# Clean Cami Output
This notebook will read gold standard taxonomic output from the CamiSim files, the convert them to the standardized relative abundance tables.

In [4]:
import numpy as np
import pandas as pd
import os
import re

path = os.path.abspath("/Volumes/TBHD_share/valencia/pipelines/cami_marine/data/simulation_short_read")

## Movement of Short Read Files
The original short read files were in a structure with sampleID/reads/anonymous_reads.fq.gz

We want to change these to sampleID.fastq.gz, since we want to know what the sample is.

In [5]:
def find_and_rename_fq_files(path: str):
    for root, dirs, files in os.walk(path):
        for f in files:
            if f.endswith(".fq.gz"):
                joined = os.path.join(root, f)
                new_file_name = joined.split("/")[-3] + ".fastq.gz"
                new_file_name = ("_").join(new_file_name.split("_")[2:])
                
                new_path = os.path.join(root, new_file_name)
                print(joined)
                print(new_path)

                os.rename(joined, new_path)
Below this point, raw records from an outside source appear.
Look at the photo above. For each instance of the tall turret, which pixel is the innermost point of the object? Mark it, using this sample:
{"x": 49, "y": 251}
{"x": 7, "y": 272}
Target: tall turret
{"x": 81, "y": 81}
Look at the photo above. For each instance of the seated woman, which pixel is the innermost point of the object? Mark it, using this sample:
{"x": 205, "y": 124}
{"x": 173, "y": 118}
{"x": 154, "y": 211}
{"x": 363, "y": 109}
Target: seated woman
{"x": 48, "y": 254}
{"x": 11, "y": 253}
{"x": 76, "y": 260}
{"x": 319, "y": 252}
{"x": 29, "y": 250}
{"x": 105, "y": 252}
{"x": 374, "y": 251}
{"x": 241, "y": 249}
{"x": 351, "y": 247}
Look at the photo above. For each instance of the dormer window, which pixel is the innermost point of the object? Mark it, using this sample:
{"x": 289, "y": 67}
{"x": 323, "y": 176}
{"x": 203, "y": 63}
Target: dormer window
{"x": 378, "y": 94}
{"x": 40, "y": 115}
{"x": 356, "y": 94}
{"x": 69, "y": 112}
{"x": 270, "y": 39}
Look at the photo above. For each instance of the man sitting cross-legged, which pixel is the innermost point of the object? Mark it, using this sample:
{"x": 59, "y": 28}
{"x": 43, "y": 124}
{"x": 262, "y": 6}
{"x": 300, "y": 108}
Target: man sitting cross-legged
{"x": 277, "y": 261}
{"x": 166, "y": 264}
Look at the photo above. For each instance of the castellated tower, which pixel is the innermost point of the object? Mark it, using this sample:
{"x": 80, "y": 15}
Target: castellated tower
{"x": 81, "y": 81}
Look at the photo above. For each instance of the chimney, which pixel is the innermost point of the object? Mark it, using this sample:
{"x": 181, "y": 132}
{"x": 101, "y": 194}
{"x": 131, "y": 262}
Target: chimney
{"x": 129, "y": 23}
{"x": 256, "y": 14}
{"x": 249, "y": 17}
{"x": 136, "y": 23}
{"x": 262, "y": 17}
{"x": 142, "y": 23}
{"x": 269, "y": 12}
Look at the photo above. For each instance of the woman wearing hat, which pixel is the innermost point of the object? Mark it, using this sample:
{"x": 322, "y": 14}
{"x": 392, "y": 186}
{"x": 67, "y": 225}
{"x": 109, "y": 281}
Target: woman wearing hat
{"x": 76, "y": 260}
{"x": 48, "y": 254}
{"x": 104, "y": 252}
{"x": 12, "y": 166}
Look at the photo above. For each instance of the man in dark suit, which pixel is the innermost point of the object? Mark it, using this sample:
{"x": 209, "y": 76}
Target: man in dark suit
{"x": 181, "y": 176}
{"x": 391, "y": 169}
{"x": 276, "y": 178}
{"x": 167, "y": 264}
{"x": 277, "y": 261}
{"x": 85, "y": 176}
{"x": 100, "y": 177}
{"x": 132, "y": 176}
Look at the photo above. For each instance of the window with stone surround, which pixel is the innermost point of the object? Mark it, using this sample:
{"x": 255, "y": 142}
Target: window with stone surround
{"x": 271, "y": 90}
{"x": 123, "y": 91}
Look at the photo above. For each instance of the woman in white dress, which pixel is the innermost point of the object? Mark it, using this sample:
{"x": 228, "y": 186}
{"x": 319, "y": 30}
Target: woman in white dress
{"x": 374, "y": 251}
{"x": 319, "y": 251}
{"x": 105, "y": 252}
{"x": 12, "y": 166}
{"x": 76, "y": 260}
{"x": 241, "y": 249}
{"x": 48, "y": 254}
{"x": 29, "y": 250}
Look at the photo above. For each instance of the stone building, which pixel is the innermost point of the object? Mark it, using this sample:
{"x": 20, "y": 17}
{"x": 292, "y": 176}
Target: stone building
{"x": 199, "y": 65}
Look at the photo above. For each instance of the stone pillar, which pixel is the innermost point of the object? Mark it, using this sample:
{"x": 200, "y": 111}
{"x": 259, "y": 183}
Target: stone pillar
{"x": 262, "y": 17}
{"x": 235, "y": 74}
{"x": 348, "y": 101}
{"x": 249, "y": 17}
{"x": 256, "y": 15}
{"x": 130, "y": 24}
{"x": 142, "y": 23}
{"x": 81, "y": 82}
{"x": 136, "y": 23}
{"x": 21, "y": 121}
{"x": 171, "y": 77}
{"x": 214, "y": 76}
find_and_rename_fq_files(path)

## Parsing of Gold Standard

In [6]:
# Return files where the name contains the pattern "taxonomic_profile_{0-9}.txt"
def get_files(path, pattern):
    files = []
    for file in os.listdir(path):
        if re.match(pattern, file):
            files.append(file)
    return files

files = get_files(path, "taxonomic_profile_[0-9].txt")

In [7]:
def split_col_and_replace(df: pd.DataFrame, col_name: str, sep: str = "|"):
    df[col_name] = df[col_name].str.split(sep).str[-1]
    return df

def get_summary(df: pd.DataFrame):
    # Summarize the total RA percentage.
    pct = df["PERCENTAGE"].sum()
    print(f"Total RA percentage: {pct}")

    # Summarize the number of unique species.
    unique_species = df["TAXPATHSN"].unique()
    print(f"Number of unique species: {len(unique_species)}")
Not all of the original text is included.